As you will have heard, Peter has been attending conferences
which appear to be massively catered affairs here and so he never wastes an opportunity
to rub my nose in it.
“Oh Nigel, how lucky of you to find a half a peanut butter sandwich
in the back seat of the car for your breakfast, I had to make do with 48 eggs
and half a pig on a three foot hash-brown!”
“Oh you had a muesli bar for lunch? I could only dream of something so simple, we
had to eat the native dish of every country in the northern hemisphere and by
the time they got to Turkmenistan I couldn't face another goat!”

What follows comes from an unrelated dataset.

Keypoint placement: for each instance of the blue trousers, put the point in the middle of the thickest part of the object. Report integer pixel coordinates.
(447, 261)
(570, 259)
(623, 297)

So tonight, with Pete invited out to some fancy-pants dinner
that no doubt consisted of 48 courses of main, ten courses of dessert and three
courses of dancing girls, I figured that I was overdue for a little gastronomical
extravagance.
I made my way into town and after a heated three-way
argument between my mouth, my stomach and my desperately clogged arteries I finally settled
on a small Japanese restaurant named, Akita, and as luck would have it, tonight
was their monthly all-you-can-eat buffet for $19.99.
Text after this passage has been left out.